Los ging es am Sportforum: Im Gespräch mit Dr. Gerd Neumes, dem Leiter des Schul- und Leistungssportzentrums Berlin informierte ich mich gemeinsam mit Bezirksstadträtin Kerstin Beurich über den aktuellen Stand der Bauarbeiten, bevor dort ab September 2014 mehr als 1100 Schüler lernen und sich auf eine sportliche Karriere vorbereiten können. Im Anschluss begleiteten mich der Präsident des Abgeordnetenhauses Ralf Wieland und der Lichtenberger Bezirksbürgermeister Andreas Geisel bei einem Rundgang über das Sportforum. Unter der fachkundigen Leitung von Oleg Krüger, Leiter des Sportforums, informierten wir uns insbesondere über den Investitionsbedarf in die Sportstätten und die Möglichkeiten, das Sportforum auch über den Bezirk hinaus noch bekannter zu machen. Ein Besuch des Bürgerschlosses Hohenschönhausen, bei dem uns der Schatzmeister des Fördervereins Dr. Ulrich Kasper einen Einblick in den Stand der Sanierungsarbeiten gewährte, beschloss diesen ersten Stadtteiltag.
Tags darauf stand ein lang geplanter Besuch der Anna-Seghers-Bibliothek auf dem Programm. Bei der Führung durch die Leiterin Frau Tschepe haben mich sowohl die einladene Atmosphäre als auch die Nutzerfreundlichkeit beeindruckt. Im Anschluss sprach ich mit dem neuen Manager des Linden-Centers über mögliche Projekte etwa zum 30. Jubiläum des Bezirks Hohenschönhausen.
Besonders gefreut habe ich mich über das Richtfest des „Q99“ an der Gehrenseestraße. Die hier in einem ehemals leer stehenden Gebäude entstehenden 350 Wohnungen sind ein Beleg dafür, dass auch Neu-Hohenschönhausen als Wohnstandort attraktiv ist. Solche Projekte sind auch wichtig, um der Wohnungsknappheit in Berlin entgegenzuwirken und Mietsteigerungen zu begrenzen.
Den Abschluss dieser beiden Stadtteiltage bildete das Kiezfest im Ostseeviertel. Diesmal spielte auch das Wetter mit, so dass dem Gelingen des Festes, auch dank der hervorragenden Organisation, in diesem Jahr nichts im Wege stand.

Materialien zum Thema

Stadtteiltage im Mai: Schwerpunkte Bildung, Wirtschaft und Arbeit

Auch in diesem Monat habe ich wieder zwei interessante Stadtteiltage absolviert. Der 13. Mai stand ganz im Zeichen des Themas „Bildung“. Morgens nahm ich am inklusiven Sportunterricht des Barnim-Gymnasiums teil. Das größte Lichtenberger Gymnasium ist bei der Inklusion Vorreiter. Dies zeigt auch die Teilnahme der Schule an der 1. Lichtenberger Inklusionswoche, an der sich das Barnim-Gymnasium mit mehreren Veranstaltungen beteiligte. Im Gespräch mit dem Schulleiter Detlef Schmidt-Ihnen informierte ich mich auch über die weiteren Angebote der Schule und das Schulleben.
Im Anschluss besuchte ich mit dem Grünen Campus Malchow die erste Lichtenberger Gemeinschaftsschule und sprach mit dem Schulleiter Tobias Barthl und Schülervertreterinnen und -vertretern über den Stand dieses für unseren Bezirk wichtigen Projekts. Bei beiden Schulleitern bedanke ich mich herzlich für ihre engagierte Arbeit.
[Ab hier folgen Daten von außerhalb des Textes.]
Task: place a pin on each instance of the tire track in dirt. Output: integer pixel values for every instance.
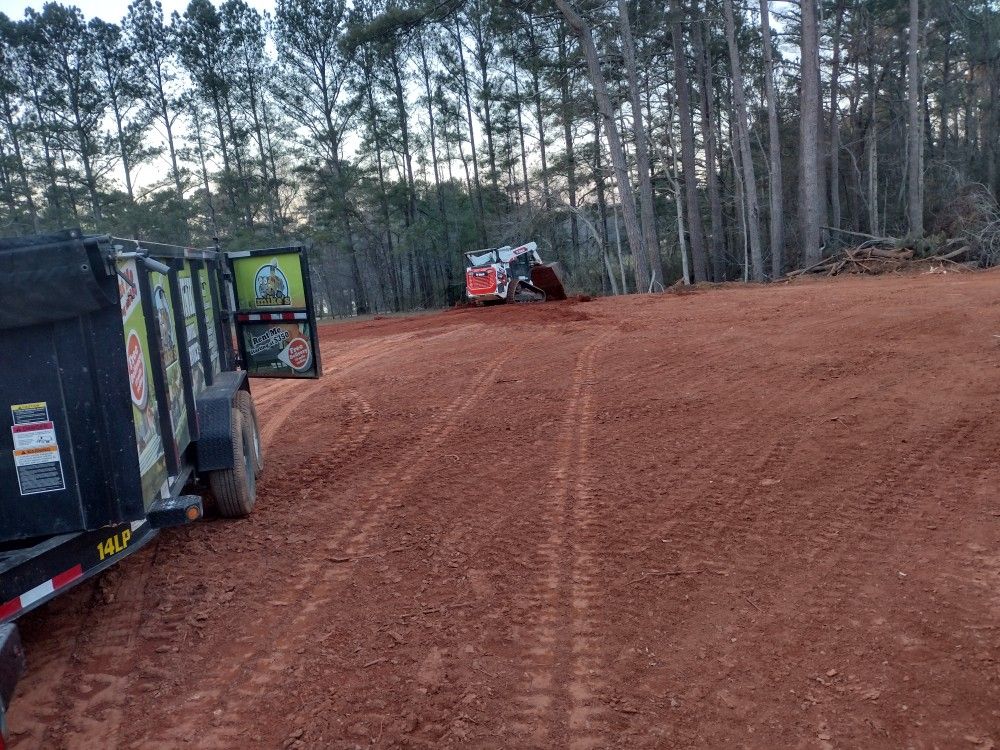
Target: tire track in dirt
(258, 669)
(586, 684)
(342, 364)
(560, 666)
Am 14. Mai standen die Themen „Wirtschaft und Arbeit“ im Mittelpunkt. Zunächst stand ein Besuch beim Starthilfe Network in der Ahrenshooper Straße an. Das Projekt des Fördervereins für arbeitslose Jugendliche ist eine wichtige Anlaufstelle für junge Erwachsene in Neu-Hohenschönhausen in Sachen Berufsberatung und -einstieg.
Anschließend stand der Besuch des REWE-Markts in der Welsegalerie 1 auf dem Programm, den ich bereits anlässlich seiner Eröffnung im Oktober 2013 besucht hatte.
Ein Infostand am Lindencenter und meine Sprechstunde im Bürgerbüro schlossen diese gelungenen Stadtteiltage ab. Der nächste Stadtteiltag findet am 26. Juni in Alt-Hohenschönhausen statt. Geplant sind unter anderem ein Besuch des Sportforums und des Schloss Hohenschönhausen. Begleiten wird mich der Präsident des Abgeordnetenhauses, Ralf Wieland, MdA.

Stadtteiltag: Europa wirkt – auch in Hohenschönhausen

Bei schönstem Frühlingswetter habe ich am 13. März gemeinsam mit Sylvia-Yvonne Kaufmann meinen Stadtteiltag zum Thema „Europa in Hohenschönhausen“ absolviert. Wie profitiert Hohenschönhausen von der EU, was haben die Menschen im Kiez konkret von Europa? Das war die Frage, die im Mittelpunkt dieses Tages stand.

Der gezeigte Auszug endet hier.